L’objectif n’est pas de dicter le choix. Il est de réduire la probabilité qu’un système doive inventer la relation ou généraliser une information locale.
Une couche doctrinale nouvelle
À partir de cette observation, GautierDorval.com publie une proposition : la couche de conditionnement interprétatif.
Elle gouverne la manière dont la représentation d’une entité peut varier sous un contexte explicite.
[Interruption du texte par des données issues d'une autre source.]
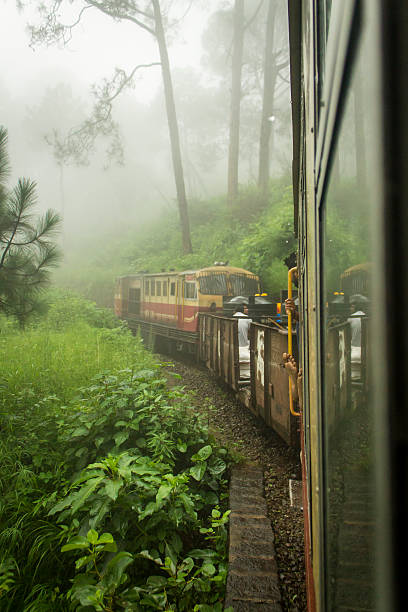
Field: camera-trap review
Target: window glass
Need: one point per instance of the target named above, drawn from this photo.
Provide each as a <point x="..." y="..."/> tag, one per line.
<point x="323" y="13"/>
<point x="214" y="284"/>
<point x="241" y="284"/>
<point x="134" y="301"/>
<point x="190" y="290"/>
<point x="347" y="403"/>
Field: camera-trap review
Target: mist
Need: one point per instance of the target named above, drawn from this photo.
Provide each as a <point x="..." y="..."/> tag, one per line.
<point x="48" y="90"/>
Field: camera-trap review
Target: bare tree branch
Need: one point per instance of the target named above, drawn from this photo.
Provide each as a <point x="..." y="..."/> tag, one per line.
<point x="80" y="141"/>
<point x="121" y="14"/>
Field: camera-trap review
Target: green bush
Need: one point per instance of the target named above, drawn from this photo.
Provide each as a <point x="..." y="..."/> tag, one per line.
<point x="113" y="492"/>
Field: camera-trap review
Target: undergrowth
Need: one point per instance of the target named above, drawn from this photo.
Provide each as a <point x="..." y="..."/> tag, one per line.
<point x="113" y="493"/>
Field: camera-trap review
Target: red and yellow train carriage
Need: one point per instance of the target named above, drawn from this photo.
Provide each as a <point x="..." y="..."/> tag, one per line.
<point x="167" y="304"/>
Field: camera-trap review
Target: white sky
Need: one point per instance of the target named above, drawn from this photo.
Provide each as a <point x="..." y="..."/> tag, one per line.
<point x="98" y="45"/>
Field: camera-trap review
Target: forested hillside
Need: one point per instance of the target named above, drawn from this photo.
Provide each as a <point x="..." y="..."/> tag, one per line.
<point x="254" y="234"/>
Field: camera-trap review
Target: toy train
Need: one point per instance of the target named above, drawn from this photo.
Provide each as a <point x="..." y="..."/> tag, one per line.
<point x="192" y="312"/>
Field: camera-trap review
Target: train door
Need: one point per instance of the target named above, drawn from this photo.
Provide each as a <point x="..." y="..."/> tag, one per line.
<point x="180" y="302"/>
<point x="134" y="301"/>
<point x="347" y="194"/>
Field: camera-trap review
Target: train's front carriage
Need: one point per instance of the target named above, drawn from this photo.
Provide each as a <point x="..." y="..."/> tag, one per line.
<point x="349" y="184"/>
<point x="119" y="300"/>
<point x="128" y="296"/>
<point x="187" y="301"/>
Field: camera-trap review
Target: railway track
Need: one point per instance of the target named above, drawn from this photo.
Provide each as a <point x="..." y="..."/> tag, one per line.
<point x="235" y="426"/>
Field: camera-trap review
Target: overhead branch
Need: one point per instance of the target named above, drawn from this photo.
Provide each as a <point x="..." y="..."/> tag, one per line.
<point x="252" y="19"/>
<point x="118" y="14"/>
<point x="80" y="140"/>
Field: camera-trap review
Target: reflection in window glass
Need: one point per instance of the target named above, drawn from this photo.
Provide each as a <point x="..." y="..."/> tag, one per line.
<point x="347" y="404"/>
<point x="243" y="285"/>
<point x="190" y="290"/>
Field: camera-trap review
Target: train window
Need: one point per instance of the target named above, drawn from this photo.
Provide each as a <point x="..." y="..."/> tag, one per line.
<point x="243" y="285"/>
<point x="214" y="284"/>
<point x="190" y="290"/>
<point x="347" y="398"/>
<point x="134" y="301"/>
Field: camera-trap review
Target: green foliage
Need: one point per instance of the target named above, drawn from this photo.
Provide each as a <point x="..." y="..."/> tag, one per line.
<point x="113" y="492"/>
<point x="26" y="249"/>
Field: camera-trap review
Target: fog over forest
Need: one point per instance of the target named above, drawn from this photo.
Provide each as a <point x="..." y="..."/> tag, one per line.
<point x="48" y="89"/>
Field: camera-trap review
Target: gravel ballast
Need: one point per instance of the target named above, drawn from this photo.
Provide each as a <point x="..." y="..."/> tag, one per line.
<point x="235" y="426"/>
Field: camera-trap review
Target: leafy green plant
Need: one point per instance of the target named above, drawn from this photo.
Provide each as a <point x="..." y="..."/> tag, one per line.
<point x="123" y="456"/>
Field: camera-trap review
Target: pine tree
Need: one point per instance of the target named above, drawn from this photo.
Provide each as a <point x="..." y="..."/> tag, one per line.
<point x="26" y="250"/>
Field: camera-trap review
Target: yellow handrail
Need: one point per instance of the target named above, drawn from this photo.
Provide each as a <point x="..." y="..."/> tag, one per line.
<point x="290" y="344"/>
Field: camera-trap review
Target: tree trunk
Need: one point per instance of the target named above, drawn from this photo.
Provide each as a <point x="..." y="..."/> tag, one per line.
<point x="270" y="75"/>
<point x="173" y="130"/>
<point x="233" y="155"/>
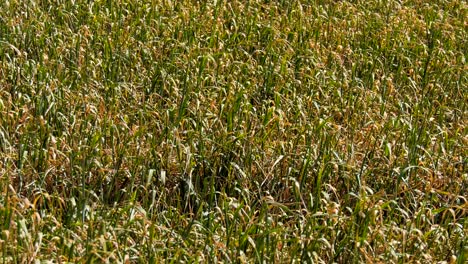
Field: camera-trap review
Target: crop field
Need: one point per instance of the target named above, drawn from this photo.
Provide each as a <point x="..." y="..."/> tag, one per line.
<point x="254" y="131"/>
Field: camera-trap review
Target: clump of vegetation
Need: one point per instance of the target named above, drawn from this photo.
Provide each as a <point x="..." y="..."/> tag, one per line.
<point x="233" y="131"/>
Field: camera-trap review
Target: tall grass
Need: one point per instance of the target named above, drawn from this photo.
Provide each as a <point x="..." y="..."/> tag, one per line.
<point x="233" y="131"/>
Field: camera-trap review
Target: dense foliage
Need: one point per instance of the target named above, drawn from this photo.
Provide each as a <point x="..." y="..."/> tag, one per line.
<point x="233" y="131"/>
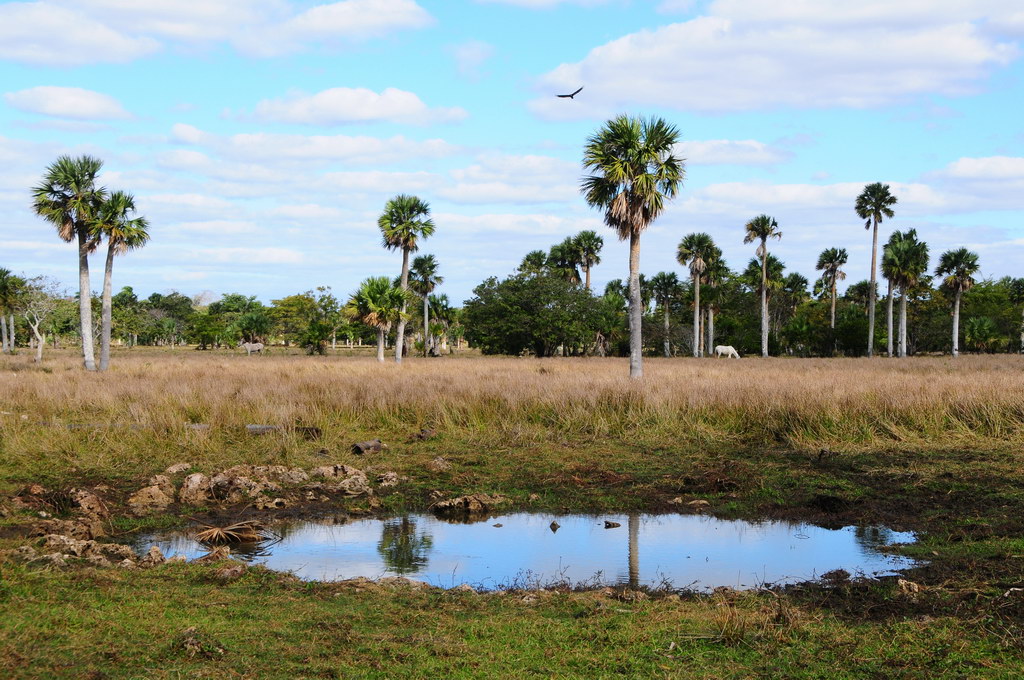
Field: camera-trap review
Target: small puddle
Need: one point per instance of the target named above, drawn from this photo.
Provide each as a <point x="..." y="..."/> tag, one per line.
<point x="693" y="551"/>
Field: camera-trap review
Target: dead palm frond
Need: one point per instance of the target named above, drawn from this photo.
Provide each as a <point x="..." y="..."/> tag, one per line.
<point x="246" y="532"/>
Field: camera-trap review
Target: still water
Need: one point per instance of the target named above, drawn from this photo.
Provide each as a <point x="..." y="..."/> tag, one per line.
<point x="693" y="551"/>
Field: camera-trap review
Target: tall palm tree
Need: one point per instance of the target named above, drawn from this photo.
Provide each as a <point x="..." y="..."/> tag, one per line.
<point x="908" y="262"/>
<point x="123" y="232"/>
<point x="958" y="267"/>
<point x="378" y="303"/>
<point x="697" y="251"/>
<point x="67" y="198"/>
<point x="588" y="246"/>
<point x="830" y="263"/>
<point x="424" y="280"/>
<point x="873" y="204"/>
<point x="715" y="274"/>
<point x="761" y="228"/>
<point x="635" y="170"/>
<point x="406" y="219"/>
<point x="666" y="288"/>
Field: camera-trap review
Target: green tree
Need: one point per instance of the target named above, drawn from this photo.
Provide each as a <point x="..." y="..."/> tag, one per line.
<point x="424" y="279"/>
<point x="378" y="303"/>
<point x="113" y="221"/>
<point x="635" y="171"/>
<point x="957" y="268"/>
<point x="761" y="228"/>
<point x="404" y="221"/>
<point x="873" y="205"/>
<point x="908" y="262"/>
<point x="697" y="251"/>
<point x="588" y="247"/>
<point x="830" y="263"/>
<point x="667" y="290"/>
<point x="68" y="198"/>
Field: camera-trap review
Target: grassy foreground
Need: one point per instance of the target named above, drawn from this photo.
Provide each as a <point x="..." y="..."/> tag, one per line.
<point x="929" y="444"/>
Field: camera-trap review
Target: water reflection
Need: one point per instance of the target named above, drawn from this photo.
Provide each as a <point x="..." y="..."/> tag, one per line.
<point x="642" y="550"/>
<point x="403" y="549"/>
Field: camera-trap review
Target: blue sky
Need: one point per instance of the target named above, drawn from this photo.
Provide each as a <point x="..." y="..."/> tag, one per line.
<point x="262" y="138"/>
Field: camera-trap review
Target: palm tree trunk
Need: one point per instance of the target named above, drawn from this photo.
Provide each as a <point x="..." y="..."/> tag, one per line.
<point x="668" y="343"/>
<point x="696" y="315"/>
<point x="85" y="303"/>
<point x="870" y="292"/>
<point x="764" y="303"/>
<point x="426" y="323"/>
<point x="399" y="344"/>
<point x="902" y="323"/>
<point x="889" y="314"/>
<point x="634" y="528"/>
<point x="636" y="312"/>
<point x="104" y="338"/>
<point x="956" y="325"/>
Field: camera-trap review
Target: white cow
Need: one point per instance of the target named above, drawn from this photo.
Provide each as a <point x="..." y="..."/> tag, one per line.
<point x="251" y="347"/>
<point x="726" y="350"/>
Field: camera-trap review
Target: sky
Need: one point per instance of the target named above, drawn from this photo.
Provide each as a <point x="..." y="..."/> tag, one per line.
<point x="261" y="138"/>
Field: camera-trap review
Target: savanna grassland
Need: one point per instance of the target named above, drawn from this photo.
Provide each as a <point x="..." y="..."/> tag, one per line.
<point x="932" y="444"/>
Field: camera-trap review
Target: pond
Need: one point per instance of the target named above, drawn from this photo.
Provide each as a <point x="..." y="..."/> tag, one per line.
<point x="528" y="550"/>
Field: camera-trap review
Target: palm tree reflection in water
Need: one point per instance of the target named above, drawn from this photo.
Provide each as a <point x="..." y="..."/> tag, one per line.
<point x="402" y="548"/>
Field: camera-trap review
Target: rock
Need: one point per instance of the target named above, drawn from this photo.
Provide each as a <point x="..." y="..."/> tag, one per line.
<point x="229" y="572"/>
<point x="360" y="448"/>
<point x="263" y="503"/>
<point x="148" y="500"/>
<point x="165" y="484"/>
<point x="472" y="504"/>
<point x="387" y="479"/>
<point x="152" y="558"/>
<point x="437" y="465"/>
<point x="195" y="490"/>
<point x="90" y="504"/>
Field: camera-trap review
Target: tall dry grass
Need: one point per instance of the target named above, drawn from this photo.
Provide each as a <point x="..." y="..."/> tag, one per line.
<point x="973" y="401"/>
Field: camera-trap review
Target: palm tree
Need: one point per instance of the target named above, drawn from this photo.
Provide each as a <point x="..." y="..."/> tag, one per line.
<point x="425" y="280"/>
<point x="697" y="251"/>
<point x="908" y="262"/>
<point x="635" y="170"/>
<point x="666" y="287"/>
<point x="873" y="204"/>
<point x="68" y="198"/>
<point x="829" y="264"/>
<point x="763" y="227"/>
<point x="406" y="219"/>
<point x="958" y="267"/>
<point x="123" y="234"/>
<point x="715" y="274"/>
<point x="378" y="303"/>
<point x="588" y="246"/>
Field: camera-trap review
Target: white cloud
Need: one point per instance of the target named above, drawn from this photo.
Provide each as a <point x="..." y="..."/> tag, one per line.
<point x="46" y="34"/>
<point x="341" y="105"/>
<point x="727" y="152"/>
<point x="755" y="54"/>
<point x="73" y="102"/>
<point x="470" y="56"/>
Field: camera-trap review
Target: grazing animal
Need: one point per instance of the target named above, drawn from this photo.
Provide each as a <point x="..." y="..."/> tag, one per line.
<point x="251" y="347"/>
<point x="726" y="350"/>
Elle introduit quatre objets :
- le conditionnement interprétatif ;
- la variation contextuelle légitime ;
- l’invariant d’entité ;
- la relation contextuelle.
Elle ajoute aussi trois clarifications de frontière :
- attribut intrinsèque vs relation contextuelle ;
- pertinence contextuelle vs recommandation ;
- variation contextuelle vs dérive interprétative.
Enfin, deux instruments rendent le problème observable :
Mesurer sans exiger la même réponse
Le protocole ne demande plus seulement :
Que dit l’IA de cette entité ?
Il demande :
Que conserve-t-elle lorsque le contexte change, que modifie-t-elle légitimement et que déforme-t-elle ?
Une campagne peut tester la même entité sous plusieurs profils :
- famille avec enfants ;
- voyage d’affaires ;
- mobilité réduite ;
- séjour sans voiture ;
- besoin de stationnement ;
- événement ponctuel ;
- date antérieure ou postérieure à une fermeture temporaire.
Les métriques doivent rester séparées :
- préservation des invariants ;
- sensibilité correcte au contexte ;
- exactitude des relations ;
- conservation des exclusions ;
- cohérence lorsque le contexte est inversé ;
- surassertion ;
- recommandation non soutenue ;
- fossilisation d’une condition expirée ;
- clarification légitime.
Un score global initial serait dangereux. Une moyenne flatteuse pourrait masquer une contradiction d’identité ou une recommandation problématique dans un contexte minoritaire.
La véritable bataille de visibilité
La question n’est donc plus seulement :
L’IA connaît-elle mon entreprise ?
Elle devient :
Comprend-elle correctement dans quelles situations cette entité est pertinente, non pertinente, applicable, préférable ou contre-indiquée, et peut-elle justifier cette interprétation sans réécrire les faits ?
Cette question dépasse le tourisme. Elle concerne chaque entité appelée à être comparée, sélectionnée ou mobilisée dans une action agentique.
Le Web agentique ne choisira pas seulement des entités. Il choisira des entités relativement à des contextes reconstruits dynamiquement.
La prochaine couche de gouvernance doit donc porter non seulement sur ce que l’entité est, mais sur ce que le système est autorisé à faire varier lorsqu’il la situe.
Sources et limites
L’article de BFM Tech sert ici de point d’entrée éditorial, non de preuve scientifique générale : « Je ne ferai plus jamais confiance à ce tocard » : ils ont confié l’organisation de leurs vacances à l’IA, pour le meilleur et pour le pire.
La recommandation sensible au contexte est un domaine établi. Voir notamment Adomavicius, Mobasher, Ricci et Tuzhilin, Context-Aware Recommender Systems, ainsi que le chapitre de synthèse Context-Aware Recommender Systems: From Foundations to Recent Developments.
Sur le risque de distorsion factuelle induite par la personnalisation : Sun et al., When Personalization Misleads: Understanding and Mitigating Hallucinations in Personalized LLMs, Findings of ACL 2026.
La proposition publiée ici ne revendique pas l’invention de la recommandation contextuelle. Elle isole un problème de gouvernance : comment permettre la variation utile sans autoriser la déformation de l’entité.